Les possibilités de problèmes systémiques vont au-delà des individus qui utilisent leur carte de crédit pour acheter des Bitcoins

Au cours actuel sur les marchés, la valeur des Bitcoins en circulation est de 170 milliards d’USD, l’équivalent de 4,2 % de la base monétaire américaine, 2,1 % des stocks d’or mondiaux et 0,8 % de la base monétaire mondiale. Nous estimons que le minage de Bitcoin représente au moins 11 % de l’expansion de l’offre monétaire mondiale.

Il faut également noter que, même si les cryptomonnaies sont notamment destinées à se défendre contre le seigneuriage, c’est-à-dire la capacité des gouvernements à dévaloriser leur devise, les autorités aiment disposer de ce pouvoir et risquent fort de lutter contre toute tentative de le réduire.

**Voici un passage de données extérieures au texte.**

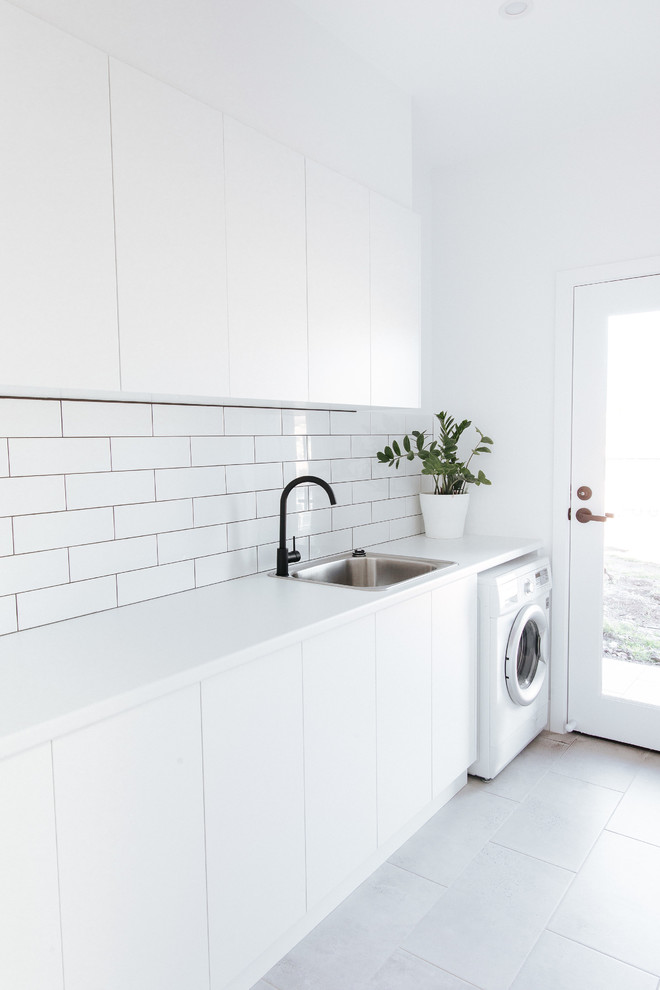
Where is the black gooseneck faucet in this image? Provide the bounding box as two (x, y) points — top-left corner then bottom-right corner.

Un actif qui joue les montagnes russes

Si les cryptomonnaies ne sont pas vraiment des monnaies, alors que sont-elles ? Pendant quelque temps, les valorisations (exprimées en devise traditionnelle) les ont fait passer pour des investissements spectaculaires. Le Bitcoin a commencé l’année 2017 à 985 USD. En août, sa valeur était quadruplée. Son cours s’est ensuite de nouveau multiplié par quatre avant début décembre pour atteindre un sommet à plus de 19 000 USD. Mais tout ce qui monte en flèche peut redescendre tout aussi vite. Les prix sont retombés juste en dessous des 10 000 USD après une succession de mauvaises nouvelles. À défaut d’un soutien autre que l’enthousiasme de ses investisseurs, il n’y a aucune raison que la valorisation du Bitcoin ne chute pas jusqu’au niveau où elle se trouvait au début de l’année dernière. En tant qu’investissement, il a montré une capacité à générer des performances impressionnantes et des pertes qui le sont tout autant.

Le Bitcoin n’est valable comme investissement que pour les personnes qui tolèrent le risque. Sa volatilité annualisée atteint les 90 %, une source d’émotions fortes, mais rien d’inédit. Souvenez-vous que l’or affichait une volatilité annualisée proche de 70 % lors de la poussée inflationniste de 1979-80.

Les cryptomonnaies sont en effet souvent comparées à l’or, la US Commodity Futures Trading Commission classe ainsi les contrats à terme sur le Bitcoin parmi les matières premières. Tout comme l’or, le Bitcoin ne génère pas de rendement et sa valorisation dépend en grande partie de la perception des investisseurs. Les monnaies numériques n’ont pas une longue histoire comme l’or. La question de la durée pendant laquelle elles pourront conserver la confiance des investisseurs se pose. En outre, le Bitcoin n’a pas d’existence physique. Les places numériques où il se négocie ont déjà été piratées. Des portefeuilles numériques ont été dévalisés. Et des crashes et des bugs informatiques ont anéanti des fortunes en Bitcoin.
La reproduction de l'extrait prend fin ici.